In occasione del giorno della memoria sento di raccontare le emozioni vissute alla visita del campo di Amersfoort, nei Paesi Bassi. Posto poco segnalato ai visitatori, non è una tappa consueta di chi poco tempo si ferma a visitare il Netherlands. Il luogo rappresenta però una importante memoria storica e racconta, tramite un museo, i punti salienti della triste pagina dell’Olocausto della nazione. Come molti altri fu totalmente distrutto alla fine della guerra, ma alcuni segni tangibili non poterono negare ciò che lì si era consumato.

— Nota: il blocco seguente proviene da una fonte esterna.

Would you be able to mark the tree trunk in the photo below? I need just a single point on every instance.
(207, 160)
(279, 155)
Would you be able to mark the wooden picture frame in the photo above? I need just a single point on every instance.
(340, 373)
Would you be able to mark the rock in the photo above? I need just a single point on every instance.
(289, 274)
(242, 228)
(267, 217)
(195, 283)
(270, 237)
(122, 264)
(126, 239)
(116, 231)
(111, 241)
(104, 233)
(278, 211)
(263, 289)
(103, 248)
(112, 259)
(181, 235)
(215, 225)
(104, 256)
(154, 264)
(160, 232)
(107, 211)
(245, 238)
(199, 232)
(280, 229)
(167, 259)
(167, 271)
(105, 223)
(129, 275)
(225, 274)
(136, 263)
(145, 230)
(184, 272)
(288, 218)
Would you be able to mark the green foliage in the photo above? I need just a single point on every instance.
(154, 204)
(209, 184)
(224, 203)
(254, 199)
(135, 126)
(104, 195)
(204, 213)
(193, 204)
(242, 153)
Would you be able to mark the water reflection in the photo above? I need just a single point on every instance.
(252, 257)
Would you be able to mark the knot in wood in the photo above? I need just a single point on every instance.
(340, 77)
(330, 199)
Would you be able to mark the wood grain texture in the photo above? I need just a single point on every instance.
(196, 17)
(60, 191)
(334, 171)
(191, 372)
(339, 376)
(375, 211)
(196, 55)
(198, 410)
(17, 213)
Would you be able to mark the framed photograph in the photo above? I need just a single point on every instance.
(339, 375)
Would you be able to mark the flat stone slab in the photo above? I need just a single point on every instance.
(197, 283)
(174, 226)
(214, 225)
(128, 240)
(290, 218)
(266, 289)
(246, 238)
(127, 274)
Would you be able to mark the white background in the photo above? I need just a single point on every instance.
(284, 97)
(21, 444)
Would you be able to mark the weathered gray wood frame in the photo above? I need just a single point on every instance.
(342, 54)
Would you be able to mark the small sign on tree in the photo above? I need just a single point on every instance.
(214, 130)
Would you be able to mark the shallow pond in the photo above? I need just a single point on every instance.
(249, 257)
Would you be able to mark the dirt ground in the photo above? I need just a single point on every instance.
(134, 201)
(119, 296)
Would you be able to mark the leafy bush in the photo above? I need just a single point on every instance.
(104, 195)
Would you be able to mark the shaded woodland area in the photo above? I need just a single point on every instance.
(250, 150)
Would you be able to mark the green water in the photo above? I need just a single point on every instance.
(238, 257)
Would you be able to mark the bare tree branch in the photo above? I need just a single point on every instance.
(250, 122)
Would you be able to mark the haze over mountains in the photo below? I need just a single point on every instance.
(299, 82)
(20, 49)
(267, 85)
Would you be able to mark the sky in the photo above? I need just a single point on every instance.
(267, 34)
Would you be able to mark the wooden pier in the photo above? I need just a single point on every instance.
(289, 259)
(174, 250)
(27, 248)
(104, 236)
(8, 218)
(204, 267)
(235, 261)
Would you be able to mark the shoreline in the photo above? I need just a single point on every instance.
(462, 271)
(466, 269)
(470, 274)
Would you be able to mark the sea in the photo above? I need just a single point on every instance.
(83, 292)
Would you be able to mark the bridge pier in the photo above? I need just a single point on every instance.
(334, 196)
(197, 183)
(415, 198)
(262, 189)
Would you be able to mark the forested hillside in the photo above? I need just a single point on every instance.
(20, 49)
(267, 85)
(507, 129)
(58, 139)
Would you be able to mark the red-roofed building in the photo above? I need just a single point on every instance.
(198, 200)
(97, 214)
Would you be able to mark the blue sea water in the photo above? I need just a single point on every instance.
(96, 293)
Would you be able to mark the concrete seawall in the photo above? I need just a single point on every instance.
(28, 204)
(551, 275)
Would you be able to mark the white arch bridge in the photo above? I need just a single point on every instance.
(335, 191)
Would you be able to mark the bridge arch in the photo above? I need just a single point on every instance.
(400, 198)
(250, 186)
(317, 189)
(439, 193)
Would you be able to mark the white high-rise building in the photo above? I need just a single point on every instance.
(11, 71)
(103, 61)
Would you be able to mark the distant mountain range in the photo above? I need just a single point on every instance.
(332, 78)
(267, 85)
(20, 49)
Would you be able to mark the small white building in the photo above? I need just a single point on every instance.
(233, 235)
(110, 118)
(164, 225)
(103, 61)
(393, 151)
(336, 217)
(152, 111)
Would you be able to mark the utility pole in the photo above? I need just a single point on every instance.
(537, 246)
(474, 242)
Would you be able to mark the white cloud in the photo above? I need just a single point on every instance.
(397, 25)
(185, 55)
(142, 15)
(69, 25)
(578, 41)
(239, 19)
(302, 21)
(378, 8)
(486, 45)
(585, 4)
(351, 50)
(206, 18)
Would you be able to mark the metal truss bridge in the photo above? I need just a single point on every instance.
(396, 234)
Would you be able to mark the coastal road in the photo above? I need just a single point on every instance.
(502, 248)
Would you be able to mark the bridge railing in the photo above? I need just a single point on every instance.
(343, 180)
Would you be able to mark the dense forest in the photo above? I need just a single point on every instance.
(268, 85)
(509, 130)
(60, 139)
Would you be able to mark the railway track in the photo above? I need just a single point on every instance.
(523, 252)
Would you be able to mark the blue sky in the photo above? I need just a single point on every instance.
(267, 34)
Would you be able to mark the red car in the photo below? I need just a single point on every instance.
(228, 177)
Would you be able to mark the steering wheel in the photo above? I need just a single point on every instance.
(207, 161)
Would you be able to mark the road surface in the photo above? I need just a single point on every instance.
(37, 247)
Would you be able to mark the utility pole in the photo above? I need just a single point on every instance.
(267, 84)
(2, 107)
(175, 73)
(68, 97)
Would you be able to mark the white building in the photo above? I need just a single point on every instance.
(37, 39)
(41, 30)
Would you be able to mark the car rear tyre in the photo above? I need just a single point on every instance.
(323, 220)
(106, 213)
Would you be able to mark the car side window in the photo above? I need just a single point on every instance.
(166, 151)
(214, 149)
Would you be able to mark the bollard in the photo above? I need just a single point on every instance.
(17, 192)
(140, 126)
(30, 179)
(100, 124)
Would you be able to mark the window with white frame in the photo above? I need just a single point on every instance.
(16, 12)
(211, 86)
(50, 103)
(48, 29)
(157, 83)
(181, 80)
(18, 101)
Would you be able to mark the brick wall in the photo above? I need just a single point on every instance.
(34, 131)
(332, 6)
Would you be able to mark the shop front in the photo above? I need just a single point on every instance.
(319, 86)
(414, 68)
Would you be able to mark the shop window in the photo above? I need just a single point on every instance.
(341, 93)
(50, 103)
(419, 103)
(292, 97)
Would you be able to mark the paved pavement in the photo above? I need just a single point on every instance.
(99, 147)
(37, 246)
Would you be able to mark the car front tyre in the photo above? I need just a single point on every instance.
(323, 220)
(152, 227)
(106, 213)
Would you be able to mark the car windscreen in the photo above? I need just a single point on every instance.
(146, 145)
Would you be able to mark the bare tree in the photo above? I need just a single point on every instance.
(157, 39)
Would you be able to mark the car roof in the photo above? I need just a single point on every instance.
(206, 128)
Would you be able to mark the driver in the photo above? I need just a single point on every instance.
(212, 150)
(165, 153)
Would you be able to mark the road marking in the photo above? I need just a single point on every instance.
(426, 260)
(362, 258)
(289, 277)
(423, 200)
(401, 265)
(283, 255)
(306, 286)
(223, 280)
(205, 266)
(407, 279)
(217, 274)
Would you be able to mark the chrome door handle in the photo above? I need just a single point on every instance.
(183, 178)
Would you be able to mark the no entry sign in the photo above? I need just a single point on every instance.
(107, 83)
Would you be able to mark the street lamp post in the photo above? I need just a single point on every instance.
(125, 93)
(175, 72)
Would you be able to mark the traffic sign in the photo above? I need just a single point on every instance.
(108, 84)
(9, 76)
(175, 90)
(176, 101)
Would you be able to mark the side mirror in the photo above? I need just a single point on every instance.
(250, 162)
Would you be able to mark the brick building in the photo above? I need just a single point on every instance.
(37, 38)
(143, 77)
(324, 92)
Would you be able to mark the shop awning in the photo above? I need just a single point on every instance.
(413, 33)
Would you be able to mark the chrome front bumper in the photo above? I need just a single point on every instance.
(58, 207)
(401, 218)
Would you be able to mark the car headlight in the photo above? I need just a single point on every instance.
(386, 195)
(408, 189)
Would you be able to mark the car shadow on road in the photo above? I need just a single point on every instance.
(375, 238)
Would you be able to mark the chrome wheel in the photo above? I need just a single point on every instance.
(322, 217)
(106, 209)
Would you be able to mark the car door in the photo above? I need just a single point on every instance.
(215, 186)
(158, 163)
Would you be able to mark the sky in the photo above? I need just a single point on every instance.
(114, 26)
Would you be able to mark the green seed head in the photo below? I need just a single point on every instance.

Oggi resta un percorso tracciato sulle linee di un filo che ricorda quanto accadde. É un posto trafitto dal verde: la natura è tornata ad abitarlo tentando, con le lunghe piogge autunnali, di purificarlo dal dolore che l’uomo causò. La purezza dell’aria che si respira soffoca l’anima alla presa di coscienza del numero di vittime che proprio lì si consumarono.
Mi sono chiesta, passo dopo passo, se il rumore degli spari allontanò ogni forma di vita animale o se invece i prigionieri potevano ancora ascoltare un canto di libertà tra i rami. In pochi altri posti esiste un silenzio tanto intriso di domande.

Parte della storia che scelgo di ripercorrere con voi mi è stata raccontata dal signor Paul, un volontario della Fondazione Amersfoort Kamp dell’età di 89 anni e dall’inglese invidiabile. Paul mi diceva che raccontare gli anni della Grande Guerra e dello sterminio spaventoso degli ebrei è un modo, l’unico, per perdonare a se stesso il senso di colpa di essere stato poco attento, poco vigile, poco sospettoso durante gli anni dello sterminio. Così, il tempo che a quel luogo dedica dagli anni della pensione lo aiutano a rintracciare nell’universo una certa armonia.

I Paesi Bassi, più di ogni altro territorio occupato, videro uno dei più alti livelli di collaborazionismo durante l’olocausto. Il 75% degli ebrei del paese furono uccisi durante il conflitto, una percentuale molto più alta di altri paesi occupati paragonabili, quali Belgio (29%) e Francia (21%). Questo è da ascrivere a due ragioni: la prima riguarda l’ottimo stato del registro di censimento olandese, che permise facilmente ai nazisti di risalire a chi aveva origini ebraiche. La seconda è data dal fatto che i tedeschi furono meno spietati con gli olandesi rispetto agli altri paesi occupati, specie nei primi anni, perché li consideravano degni fratelli ariani. Come Paul mi sottolineava, era impensabile per loro che i nazisti potessero arrivare a tanto.

Nei Paesi Bassi la resistenza attiva fu portata avanti da una piccola minoranza che crebbe nel corso dell’occupazione; la conformazione del territorio, la mancanza di montagne e la densità di popolazione resero però difficile nascondere ogni attività illecita. I tedeschi, con la cooperazione della polizia dei Paesi Bassi, deportarono la popolazione ebraica nei campi prima di transito e poi di lavoro. Prima della partenza per l’Est, coloro che erano destinati alla deportazione venivano temporaneamente concentrati nel campo di Westerbork, nell’Olanda orientale.

Proprio a Westerbork si colloca la storia dell’olandese Jona Oberski, autore del romanzo autobiografico “Anni d’infanzia. Un bambino nei lager”. A due anni, Jona e la sua famiglia lasciano la Germania nazista per stabilirsi nei Paesi Bassi. Lì viene però deportato con i genitori nel campo di concentramento di Westerbork. Perde il padre di stenti e successivamente la madre per malattia. Si salva diretto su un treno per Auschwitz quando un bombardiere russo, colpendo il vagone dei soldati, fa deragliare il treno che trasporta circa cinquecento prigionieri.

L’oblio e l’orrore vanno conosciuti, studiati e analizzati. Nessuno mai potrà rispondere a come ciò che è avvenuto sia stato possibile, ma la memoria è l’arma più forte per combattere la paura dell’uomo per l’altro uomo. Paul non leggerà questo pezzo, ma in piccolissima parte la sua missione con me è raggiunta: raccontare, spiegare, ricordare perché ciò non riaccada più.